19 March 2020 | Blog

Opera: ‘Bel Canto’ or ‘Can Belt-o’

19th March 2019

The Operatic Voice is not really my cup of tea. The Operatic Voice is generally too much for me; it’s too loud and too dramatic. Opera singers are trained to produce an astonishing volume of sound while still producing a beautiful tone. They are supposed to be heard at the back of a gigantic opera house, without using a mic, and over the racket made by a large orchestra knocking seven bells of hell out of some grand climax, and this requires extraordinary sound-penetrating qualities. An operatic Tenor I knew referred to this piercing quality as ‘the blade’. You had to have ‘the blade’.

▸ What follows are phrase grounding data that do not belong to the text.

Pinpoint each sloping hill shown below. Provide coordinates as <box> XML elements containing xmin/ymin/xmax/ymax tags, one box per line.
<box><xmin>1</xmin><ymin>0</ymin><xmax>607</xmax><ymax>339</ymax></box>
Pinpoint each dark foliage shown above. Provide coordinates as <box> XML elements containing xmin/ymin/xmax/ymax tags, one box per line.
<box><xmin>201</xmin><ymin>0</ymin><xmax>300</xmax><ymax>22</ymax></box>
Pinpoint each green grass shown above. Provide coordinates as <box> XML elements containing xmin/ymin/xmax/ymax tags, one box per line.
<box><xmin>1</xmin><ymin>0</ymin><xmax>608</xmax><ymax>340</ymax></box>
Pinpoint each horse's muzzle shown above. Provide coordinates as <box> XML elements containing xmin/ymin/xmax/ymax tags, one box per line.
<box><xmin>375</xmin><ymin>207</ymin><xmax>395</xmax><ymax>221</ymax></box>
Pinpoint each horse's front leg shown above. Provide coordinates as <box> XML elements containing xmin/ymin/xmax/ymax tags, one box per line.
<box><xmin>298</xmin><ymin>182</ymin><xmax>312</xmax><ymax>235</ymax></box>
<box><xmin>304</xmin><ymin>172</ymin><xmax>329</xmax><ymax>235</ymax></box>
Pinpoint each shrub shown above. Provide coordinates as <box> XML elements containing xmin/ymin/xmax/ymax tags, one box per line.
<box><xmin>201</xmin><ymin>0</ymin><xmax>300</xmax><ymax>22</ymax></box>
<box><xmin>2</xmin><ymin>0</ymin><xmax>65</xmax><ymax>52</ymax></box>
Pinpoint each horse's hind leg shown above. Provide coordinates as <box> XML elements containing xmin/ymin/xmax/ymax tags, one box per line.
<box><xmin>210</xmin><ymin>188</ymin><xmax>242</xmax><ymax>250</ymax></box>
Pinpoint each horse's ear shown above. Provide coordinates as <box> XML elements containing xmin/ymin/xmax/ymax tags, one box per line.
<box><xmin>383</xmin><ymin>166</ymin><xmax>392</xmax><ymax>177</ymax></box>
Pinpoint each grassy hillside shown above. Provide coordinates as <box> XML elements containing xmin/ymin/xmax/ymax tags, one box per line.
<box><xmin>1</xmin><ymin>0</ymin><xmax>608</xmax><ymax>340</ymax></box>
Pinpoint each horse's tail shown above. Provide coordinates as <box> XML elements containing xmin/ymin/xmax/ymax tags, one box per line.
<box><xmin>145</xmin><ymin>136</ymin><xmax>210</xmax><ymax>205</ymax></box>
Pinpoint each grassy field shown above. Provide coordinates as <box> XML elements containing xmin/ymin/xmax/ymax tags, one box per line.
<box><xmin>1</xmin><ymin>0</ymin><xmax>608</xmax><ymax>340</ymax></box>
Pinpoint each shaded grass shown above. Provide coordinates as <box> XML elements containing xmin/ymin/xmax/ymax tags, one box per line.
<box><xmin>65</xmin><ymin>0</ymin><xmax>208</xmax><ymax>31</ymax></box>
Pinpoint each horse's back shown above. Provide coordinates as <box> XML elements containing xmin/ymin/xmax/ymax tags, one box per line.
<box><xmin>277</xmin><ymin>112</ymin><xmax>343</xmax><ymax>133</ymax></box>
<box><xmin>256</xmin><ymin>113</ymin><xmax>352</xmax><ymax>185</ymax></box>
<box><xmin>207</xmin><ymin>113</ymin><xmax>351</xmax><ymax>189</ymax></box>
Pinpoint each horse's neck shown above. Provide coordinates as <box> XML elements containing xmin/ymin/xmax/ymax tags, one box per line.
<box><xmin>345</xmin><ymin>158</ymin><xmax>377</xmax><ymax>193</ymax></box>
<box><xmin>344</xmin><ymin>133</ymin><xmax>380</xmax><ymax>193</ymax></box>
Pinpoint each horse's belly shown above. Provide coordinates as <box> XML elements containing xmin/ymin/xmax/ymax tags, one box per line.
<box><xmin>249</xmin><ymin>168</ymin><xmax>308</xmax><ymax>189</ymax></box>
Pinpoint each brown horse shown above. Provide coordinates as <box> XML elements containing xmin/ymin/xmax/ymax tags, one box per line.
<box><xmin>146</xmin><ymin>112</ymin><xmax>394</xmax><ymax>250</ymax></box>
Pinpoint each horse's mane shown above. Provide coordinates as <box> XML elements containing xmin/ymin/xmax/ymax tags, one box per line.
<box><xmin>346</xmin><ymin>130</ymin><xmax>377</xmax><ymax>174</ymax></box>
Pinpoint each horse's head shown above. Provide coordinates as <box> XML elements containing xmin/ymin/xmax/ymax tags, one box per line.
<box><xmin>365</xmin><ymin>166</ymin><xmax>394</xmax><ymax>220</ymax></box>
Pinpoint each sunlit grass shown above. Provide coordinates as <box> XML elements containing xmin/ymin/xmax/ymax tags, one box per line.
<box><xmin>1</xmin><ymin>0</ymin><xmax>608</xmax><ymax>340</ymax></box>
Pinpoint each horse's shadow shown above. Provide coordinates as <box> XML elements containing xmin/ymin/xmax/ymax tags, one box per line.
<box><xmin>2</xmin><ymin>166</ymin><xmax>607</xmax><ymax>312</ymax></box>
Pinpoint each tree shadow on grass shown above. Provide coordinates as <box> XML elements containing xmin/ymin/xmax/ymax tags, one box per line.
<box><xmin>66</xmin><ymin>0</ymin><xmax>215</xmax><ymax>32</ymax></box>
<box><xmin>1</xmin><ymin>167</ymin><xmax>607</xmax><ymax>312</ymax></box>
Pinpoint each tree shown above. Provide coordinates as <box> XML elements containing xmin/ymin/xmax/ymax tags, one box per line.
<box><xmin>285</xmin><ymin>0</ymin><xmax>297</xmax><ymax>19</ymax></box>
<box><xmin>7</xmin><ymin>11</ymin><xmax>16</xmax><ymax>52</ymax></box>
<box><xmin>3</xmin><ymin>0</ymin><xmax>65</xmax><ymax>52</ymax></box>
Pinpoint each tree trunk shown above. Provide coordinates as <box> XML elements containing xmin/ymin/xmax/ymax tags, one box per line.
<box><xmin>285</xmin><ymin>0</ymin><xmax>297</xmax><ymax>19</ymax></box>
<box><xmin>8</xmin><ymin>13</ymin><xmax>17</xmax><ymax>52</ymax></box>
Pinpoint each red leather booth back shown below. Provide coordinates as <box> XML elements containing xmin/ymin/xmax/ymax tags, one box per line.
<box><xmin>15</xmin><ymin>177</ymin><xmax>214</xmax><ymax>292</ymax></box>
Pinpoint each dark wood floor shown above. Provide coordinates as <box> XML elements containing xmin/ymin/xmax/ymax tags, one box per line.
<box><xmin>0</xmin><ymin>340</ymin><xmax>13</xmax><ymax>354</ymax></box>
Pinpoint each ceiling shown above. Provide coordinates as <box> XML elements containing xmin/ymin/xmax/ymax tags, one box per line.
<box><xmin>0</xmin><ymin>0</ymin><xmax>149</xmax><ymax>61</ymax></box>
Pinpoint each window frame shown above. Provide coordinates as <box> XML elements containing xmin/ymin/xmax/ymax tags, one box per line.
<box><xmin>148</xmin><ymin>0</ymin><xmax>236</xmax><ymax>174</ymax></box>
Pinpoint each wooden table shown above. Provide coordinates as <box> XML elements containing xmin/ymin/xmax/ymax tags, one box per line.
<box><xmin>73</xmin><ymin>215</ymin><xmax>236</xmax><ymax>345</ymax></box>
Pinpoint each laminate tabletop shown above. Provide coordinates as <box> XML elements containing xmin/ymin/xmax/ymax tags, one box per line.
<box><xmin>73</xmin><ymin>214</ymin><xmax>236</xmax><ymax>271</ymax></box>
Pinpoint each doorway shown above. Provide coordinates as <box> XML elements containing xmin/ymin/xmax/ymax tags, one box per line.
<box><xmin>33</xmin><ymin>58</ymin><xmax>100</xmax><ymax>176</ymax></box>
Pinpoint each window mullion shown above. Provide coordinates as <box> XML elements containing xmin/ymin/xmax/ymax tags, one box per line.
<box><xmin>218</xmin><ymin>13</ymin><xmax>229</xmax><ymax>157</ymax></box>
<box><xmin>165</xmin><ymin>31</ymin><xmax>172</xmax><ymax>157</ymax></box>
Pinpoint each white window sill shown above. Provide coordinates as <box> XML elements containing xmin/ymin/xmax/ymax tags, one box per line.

The singers who produce this operatic voice are astonishing musicians, awesome vocal athletes and dedicated, sensitive artists, but, to my coarse and uncultured ears, their performances often come over as a lot of shrieking and bellowing. I sympathize with the story of John Gielgud who was directing an opera production and wished to address the cast during a rehearsal. Advancing on the stage while the cast were still at full throttle, and failing to attract their attention, he cried, ‘Oh do stop that dreadful singing!

I find it much easier to appreciate other aspects of the formally Trained Voice. The ‘Church’ voice is a different animal from the ‘Opera’ voice, I love the quieter, sweeter tones of the singers, both male and female, who generally perform in a liturgical setting, while a soprano or contralto performing wordless music with melismatic pure sound, can be miraculous. Bachianas Brasileiras #5 by Villa Lobos, for example, features a wordless soprano in one of its various arrangements, and is a transcendent experience. In his ‘Sinfonia Antartica’, Vaughan Williams pulls the same stunt with magical results, as does Holst in ‘The Planets’. However, these are women’s voices; your Tenors and Basses, it seems, always have to be singing about something, well they’re men…

An opera is a sung play. Characters, in opera, are supposedly communicating with other characters on the stage, and are also communicating to the audience. They have to sing words, but in the operatic tradition they enunciate them in a very particular and peculiar way so as not to compromise their precious tone.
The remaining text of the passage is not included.